Much of the mortgage advertising you see on TV and the Internet is just downright misleading. Just because you see mortgage refinance rates advertised as “low fixed-rate” doesn’t necessarily mean they’re fixed. Here’s what you need to know to avoid getting burned by what’s being called the exploding Adjustable Rate Mortgage.
Beware Interest Rate Resets
Some time ago, mortgage lenders figured out they could advertise insanely low mortgage rates (called teaser rates) on 30-year home loans. They do this by manipulating the loan amortization period. You see, most home loans have a thirty-year term length whether they’re fixed or adjustable. Take a 5/1 Adjustable Rate Mortgage (ARM) for example…the mortgage rate is only fixed for the first five years, after that the interest rate adjusts every year for the remaining 20 years of the term.
This is where the term hybrid adjustable rate mortgage comes from; it blends a fixed rate loan with an adjustable rate monster you would never want.

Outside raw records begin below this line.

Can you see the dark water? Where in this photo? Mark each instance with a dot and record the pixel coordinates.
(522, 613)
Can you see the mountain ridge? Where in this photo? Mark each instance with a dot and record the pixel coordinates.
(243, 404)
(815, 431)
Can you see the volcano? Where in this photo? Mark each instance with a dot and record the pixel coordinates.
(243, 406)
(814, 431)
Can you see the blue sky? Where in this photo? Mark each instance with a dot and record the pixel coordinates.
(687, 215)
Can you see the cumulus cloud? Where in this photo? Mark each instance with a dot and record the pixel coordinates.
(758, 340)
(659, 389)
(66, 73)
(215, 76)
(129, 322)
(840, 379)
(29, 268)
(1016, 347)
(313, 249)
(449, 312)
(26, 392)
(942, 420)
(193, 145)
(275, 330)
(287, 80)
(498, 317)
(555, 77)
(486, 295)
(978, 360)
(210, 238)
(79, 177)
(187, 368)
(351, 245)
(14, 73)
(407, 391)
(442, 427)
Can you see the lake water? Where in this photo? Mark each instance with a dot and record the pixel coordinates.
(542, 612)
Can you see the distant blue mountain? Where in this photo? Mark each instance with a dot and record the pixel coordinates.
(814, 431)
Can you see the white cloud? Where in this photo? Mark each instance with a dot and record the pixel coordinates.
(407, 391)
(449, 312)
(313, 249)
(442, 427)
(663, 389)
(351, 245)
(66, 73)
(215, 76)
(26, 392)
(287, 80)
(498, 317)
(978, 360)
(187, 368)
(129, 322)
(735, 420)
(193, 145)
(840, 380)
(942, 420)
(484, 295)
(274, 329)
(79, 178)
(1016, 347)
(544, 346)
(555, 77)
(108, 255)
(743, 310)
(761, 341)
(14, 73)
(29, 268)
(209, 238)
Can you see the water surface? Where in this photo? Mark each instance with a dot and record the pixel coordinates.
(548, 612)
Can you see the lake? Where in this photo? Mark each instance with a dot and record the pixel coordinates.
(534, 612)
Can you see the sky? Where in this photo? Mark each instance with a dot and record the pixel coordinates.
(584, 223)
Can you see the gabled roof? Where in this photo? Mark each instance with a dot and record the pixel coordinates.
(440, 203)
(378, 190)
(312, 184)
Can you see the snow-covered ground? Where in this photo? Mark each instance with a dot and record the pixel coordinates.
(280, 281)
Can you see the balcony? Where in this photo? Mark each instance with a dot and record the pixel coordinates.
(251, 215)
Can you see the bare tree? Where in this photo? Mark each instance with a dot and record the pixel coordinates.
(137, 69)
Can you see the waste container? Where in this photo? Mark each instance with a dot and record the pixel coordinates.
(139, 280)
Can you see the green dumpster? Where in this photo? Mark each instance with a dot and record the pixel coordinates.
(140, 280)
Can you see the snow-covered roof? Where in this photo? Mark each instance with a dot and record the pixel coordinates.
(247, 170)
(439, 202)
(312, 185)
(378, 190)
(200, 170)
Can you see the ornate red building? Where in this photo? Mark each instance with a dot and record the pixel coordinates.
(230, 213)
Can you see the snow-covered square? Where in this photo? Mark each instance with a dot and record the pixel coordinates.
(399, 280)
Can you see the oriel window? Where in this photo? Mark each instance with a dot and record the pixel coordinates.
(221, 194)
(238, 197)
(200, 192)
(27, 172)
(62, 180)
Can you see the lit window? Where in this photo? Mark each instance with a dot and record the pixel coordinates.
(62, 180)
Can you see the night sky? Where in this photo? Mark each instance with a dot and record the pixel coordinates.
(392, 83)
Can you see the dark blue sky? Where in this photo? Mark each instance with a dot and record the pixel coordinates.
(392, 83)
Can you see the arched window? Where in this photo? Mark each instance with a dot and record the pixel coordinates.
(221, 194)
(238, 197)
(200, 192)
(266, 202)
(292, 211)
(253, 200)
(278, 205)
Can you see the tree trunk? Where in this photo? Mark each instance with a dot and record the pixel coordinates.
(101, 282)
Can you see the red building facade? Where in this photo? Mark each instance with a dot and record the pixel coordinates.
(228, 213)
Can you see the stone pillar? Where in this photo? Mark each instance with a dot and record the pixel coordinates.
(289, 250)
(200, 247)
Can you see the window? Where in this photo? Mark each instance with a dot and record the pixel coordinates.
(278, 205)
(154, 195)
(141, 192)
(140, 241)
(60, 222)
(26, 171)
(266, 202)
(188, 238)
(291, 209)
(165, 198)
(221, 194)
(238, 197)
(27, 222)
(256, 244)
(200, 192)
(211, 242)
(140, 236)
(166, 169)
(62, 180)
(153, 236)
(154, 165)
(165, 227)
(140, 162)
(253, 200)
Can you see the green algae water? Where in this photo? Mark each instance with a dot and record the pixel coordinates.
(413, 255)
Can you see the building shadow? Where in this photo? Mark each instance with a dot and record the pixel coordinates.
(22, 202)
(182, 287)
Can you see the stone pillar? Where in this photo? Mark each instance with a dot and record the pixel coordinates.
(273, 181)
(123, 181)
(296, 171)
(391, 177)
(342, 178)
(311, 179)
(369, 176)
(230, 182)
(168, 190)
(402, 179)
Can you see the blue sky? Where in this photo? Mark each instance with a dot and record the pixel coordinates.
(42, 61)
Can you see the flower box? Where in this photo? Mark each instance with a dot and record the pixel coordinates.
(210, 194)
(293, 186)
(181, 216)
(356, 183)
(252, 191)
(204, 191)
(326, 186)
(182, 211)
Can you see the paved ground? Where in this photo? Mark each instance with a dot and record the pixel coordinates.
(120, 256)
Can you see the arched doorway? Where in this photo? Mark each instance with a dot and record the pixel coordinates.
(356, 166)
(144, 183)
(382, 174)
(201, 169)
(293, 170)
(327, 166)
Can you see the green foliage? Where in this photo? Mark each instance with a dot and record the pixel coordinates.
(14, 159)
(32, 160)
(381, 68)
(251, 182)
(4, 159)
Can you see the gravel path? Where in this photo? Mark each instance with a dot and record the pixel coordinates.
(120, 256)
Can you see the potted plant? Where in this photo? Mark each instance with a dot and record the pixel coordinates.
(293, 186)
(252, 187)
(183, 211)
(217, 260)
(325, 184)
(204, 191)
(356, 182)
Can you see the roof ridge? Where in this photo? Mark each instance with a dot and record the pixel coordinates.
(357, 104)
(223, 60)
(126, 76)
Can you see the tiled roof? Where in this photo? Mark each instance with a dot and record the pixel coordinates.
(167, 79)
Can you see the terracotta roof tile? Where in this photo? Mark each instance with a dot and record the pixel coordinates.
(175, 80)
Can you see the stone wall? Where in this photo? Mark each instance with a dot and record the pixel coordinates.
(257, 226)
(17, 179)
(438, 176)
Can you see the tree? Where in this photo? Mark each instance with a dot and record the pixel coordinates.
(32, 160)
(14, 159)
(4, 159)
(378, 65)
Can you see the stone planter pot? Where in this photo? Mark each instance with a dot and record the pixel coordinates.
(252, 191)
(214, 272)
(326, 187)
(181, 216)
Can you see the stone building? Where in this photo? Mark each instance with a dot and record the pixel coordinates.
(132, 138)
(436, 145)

Why would you agree to a loan that would adjust and possibly raise your payment on an annual basis?
Deceptive Advertising with Hybrid ARMs
Mortgage lenders try to trick you by promoting the fixed rate period of their 5/1 Hybrid ARM because the refinance rates are much lower than a traditional, 30-year fixed rate home loan. This makes that 3% 30-year mortgage rate a teaser in every sense of the word because that rate will be gone after five years…hence the bait-and-switch.